Originally Posted by javacontour
Okay,
I get the idea of a VPN to corporate network so I can get to the back office stuff.
Other than spoofing the BBC regarding my location, making them think I'm in the UK so I can get programming as if I was in the UK, I'm really not seeing the point of a VPN. Certainly not from a security standpoint.
We see these commercials about "Don't let the bad guys get your banking info..."
Well, it's not like my VPN provider has a connection into my bank's network. The VPN just changes the where my traffic enters the general public internet and goes to the bank and has all the same vulnerabilities as if the traffic came from my home, or mobile phone, or frankly, even that coffee shop connection. Unless I'm an idiot and not using an HTTPS connection to my bank, even the coffee shop free WiFi isn't really a problem.
If you want to spoof where you are, or you are connecting to your corporate network so you can get to back office servers, I'm not seeing the value proposition for a VPN when it comes to security.

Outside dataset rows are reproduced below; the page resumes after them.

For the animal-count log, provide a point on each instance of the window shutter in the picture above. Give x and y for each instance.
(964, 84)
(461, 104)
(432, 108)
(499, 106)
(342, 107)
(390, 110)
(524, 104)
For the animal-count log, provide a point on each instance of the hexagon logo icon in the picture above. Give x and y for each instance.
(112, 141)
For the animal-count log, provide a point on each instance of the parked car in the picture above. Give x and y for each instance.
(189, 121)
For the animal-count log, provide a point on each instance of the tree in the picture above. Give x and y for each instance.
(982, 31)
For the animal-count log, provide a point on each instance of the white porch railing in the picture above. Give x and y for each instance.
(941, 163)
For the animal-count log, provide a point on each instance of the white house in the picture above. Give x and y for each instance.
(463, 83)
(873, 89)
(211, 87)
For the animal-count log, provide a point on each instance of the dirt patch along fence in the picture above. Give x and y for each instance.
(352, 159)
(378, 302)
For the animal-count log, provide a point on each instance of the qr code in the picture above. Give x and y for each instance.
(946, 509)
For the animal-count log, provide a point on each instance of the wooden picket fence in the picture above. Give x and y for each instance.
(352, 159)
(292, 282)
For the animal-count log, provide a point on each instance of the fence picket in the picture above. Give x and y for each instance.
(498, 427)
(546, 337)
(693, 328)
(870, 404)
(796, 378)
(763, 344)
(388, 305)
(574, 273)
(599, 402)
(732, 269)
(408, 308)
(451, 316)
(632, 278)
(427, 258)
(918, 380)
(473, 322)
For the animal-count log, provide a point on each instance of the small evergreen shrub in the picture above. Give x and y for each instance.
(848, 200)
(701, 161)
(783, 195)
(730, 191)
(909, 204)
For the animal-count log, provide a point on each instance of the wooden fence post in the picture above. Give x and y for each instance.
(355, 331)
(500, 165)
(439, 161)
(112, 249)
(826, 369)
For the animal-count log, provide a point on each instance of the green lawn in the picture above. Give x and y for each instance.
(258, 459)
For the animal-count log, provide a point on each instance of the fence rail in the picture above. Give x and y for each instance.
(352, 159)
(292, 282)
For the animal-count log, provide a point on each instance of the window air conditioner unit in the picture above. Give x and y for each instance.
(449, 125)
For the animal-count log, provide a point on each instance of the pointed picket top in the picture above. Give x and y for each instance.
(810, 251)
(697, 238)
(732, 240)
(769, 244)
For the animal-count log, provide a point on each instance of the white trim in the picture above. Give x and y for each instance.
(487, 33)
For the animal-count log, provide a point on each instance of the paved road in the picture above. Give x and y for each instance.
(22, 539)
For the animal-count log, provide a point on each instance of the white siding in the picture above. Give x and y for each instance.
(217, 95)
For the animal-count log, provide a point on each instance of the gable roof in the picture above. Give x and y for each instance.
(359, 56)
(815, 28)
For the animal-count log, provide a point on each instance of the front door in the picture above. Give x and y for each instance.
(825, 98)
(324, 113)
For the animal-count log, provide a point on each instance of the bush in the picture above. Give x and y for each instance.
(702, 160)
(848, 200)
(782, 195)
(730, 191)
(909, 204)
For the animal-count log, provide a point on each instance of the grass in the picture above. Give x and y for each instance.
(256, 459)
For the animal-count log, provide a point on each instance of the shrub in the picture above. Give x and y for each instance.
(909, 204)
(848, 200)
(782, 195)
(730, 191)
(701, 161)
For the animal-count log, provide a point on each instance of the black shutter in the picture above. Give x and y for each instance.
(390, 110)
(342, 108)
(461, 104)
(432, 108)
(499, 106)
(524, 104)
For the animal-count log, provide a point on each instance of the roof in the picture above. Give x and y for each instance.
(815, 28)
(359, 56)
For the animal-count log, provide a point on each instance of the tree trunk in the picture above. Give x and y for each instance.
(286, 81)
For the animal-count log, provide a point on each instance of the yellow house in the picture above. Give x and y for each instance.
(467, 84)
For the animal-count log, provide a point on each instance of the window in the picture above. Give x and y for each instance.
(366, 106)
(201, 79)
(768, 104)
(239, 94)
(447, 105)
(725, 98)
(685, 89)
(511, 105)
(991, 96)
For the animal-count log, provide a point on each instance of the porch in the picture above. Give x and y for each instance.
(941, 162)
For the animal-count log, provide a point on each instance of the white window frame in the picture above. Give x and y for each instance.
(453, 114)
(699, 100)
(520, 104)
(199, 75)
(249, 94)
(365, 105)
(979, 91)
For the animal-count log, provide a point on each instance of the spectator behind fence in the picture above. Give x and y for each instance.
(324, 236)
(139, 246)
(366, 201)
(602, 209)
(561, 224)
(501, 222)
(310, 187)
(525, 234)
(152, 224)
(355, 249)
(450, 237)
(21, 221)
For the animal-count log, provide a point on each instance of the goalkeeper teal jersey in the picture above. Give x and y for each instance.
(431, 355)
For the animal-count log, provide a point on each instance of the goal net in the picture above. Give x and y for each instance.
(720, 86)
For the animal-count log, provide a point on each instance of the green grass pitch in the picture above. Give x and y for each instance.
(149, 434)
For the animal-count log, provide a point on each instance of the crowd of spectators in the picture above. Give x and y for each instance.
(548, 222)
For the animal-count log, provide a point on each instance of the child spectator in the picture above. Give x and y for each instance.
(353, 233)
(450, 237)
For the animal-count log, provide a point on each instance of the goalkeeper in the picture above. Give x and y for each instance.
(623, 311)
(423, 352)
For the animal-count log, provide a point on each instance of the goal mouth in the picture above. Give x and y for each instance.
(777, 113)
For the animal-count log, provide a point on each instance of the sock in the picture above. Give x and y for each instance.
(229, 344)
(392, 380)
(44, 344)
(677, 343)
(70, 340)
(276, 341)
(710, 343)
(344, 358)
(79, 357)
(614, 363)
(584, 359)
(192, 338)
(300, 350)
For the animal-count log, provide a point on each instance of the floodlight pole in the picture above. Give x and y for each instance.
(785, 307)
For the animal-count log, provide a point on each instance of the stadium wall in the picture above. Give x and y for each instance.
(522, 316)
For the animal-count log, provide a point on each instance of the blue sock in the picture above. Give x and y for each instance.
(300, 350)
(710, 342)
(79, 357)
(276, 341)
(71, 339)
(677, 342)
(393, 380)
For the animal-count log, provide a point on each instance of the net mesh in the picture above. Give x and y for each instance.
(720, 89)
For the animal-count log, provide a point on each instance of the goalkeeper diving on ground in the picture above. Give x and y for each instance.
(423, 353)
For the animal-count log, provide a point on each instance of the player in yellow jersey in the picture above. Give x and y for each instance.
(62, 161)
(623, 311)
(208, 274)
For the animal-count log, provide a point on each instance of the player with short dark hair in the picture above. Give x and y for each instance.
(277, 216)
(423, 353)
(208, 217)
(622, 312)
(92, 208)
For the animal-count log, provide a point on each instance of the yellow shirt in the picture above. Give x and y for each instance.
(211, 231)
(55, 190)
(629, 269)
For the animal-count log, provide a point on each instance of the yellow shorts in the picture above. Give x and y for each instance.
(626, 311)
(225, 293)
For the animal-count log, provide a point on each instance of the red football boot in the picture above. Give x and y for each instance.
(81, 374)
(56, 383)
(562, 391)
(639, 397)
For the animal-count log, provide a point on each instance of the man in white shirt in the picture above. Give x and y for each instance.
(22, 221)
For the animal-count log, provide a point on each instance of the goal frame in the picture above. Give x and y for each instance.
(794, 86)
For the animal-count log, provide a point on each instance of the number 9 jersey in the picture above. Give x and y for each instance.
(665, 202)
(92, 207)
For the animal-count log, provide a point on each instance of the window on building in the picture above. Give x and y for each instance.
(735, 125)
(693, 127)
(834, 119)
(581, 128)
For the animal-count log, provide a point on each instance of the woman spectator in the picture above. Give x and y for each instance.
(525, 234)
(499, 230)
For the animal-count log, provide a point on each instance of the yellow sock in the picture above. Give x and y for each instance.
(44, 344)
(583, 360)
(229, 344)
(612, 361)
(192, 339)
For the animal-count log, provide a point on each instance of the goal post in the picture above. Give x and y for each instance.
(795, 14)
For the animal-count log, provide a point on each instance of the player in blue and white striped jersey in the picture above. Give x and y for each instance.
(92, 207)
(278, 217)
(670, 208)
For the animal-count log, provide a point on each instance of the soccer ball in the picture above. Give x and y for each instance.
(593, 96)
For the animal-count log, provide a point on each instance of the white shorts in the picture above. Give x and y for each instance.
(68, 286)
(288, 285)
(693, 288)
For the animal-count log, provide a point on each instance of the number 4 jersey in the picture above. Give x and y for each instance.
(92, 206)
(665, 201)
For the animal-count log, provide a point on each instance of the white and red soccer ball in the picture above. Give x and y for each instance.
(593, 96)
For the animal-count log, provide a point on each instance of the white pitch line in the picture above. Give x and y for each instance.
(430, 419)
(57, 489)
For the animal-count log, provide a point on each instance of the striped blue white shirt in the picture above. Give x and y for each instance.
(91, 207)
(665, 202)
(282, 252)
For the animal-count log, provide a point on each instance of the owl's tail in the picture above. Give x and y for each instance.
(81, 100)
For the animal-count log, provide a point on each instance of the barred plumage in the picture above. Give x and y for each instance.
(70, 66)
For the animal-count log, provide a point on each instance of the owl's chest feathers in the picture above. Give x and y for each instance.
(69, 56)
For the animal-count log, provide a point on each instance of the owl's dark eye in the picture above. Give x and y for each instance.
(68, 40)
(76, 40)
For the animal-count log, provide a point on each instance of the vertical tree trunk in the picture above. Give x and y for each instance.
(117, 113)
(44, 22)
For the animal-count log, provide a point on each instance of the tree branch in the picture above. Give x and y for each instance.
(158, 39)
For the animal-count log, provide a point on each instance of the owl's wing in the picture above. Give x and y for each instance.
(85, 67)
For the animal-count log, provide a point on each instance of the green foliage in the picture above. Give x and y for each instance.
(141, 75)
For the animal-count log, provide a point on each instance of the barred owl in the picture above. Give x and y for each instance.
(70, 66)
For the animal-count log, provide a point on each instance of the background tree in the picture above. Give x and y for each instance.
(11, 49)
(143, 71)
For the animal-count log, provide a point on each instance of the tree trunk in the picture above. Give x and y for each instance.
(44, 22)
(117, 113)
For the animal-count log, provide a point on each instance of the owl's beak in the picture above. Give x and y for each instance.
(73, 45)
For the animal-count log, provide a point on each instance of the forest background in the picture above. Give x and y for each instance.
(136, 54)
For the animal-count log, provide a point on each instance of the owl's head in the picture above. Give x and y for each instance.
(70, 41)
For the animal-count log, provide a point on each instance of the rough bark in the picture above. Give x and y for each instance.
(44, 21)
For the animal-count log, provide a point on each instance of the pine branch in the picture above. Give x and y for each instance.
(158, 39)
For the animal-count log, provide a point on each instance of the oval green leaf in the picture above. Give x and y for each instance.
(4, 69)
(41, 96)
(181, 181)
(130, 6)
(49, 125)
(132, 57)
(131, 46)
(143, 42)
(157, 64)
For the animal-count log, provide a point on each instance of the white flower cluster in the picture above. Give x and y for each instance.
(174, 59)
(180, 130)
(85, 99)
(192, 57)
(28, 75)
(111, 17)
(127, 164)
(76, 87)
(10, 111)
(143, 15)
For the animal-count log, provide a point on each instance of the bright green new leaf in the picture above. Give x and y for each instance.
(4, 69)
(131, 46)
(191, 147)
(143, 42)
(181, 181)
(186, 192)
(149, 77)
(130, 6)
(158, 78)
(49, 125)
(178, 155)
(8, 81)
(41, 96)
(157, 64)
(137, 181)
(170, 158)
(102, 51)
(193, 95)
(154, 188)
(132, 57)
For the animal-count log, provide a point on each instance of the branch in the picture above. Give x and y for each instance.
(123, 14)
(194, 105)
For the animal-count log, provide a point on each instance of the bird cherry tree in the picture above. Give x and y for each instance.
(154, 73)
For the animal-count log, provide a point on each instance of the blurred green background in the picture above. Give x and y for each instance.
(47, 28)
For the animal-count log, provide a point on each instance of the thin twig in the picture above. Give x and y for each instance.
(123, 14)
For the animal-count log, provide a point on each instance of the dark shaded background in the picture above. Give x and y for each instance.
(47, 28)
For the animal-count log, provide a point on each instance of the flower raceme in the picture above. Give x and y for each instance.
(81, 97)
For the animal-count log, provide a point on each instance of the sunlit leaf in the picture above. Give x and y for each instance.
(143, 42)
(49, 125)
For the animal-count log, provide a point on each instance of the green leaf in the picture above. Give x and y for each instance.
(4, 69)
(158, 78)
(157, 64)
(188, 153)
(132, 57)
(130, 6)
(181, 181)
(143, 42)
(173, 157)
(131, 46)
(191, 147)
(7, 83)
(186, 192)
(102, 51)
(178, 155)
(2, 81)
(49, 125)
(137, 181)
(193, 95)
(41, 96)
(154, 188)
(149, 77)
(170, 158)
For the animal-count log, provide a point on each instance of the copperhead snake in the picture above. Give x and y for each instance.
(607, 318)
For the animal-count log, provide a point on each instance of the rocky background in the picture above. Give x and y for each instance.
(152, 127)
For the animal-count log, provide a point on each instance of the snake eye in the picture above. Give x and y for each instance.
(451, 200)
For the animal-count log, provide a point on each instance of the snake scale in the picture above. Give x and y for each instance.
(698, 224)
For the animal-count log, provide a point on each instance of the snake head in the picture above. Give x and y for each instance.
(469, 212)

Am I missing something here?
This is exactly right. A VPN for a home user is simply obscuring non-encrypted traffic and DNS queries from their ISP, that's it. You are just moving the egress point of that traffic from the WAN interface on your router to some virtual switch port on somebody else's hardware and assuming nobody is sniffing that traffic, versus the hops it traverses from your ISP-provided equipment to its destination. It does nothing to further improve traffic that is already end-to-end encrypted.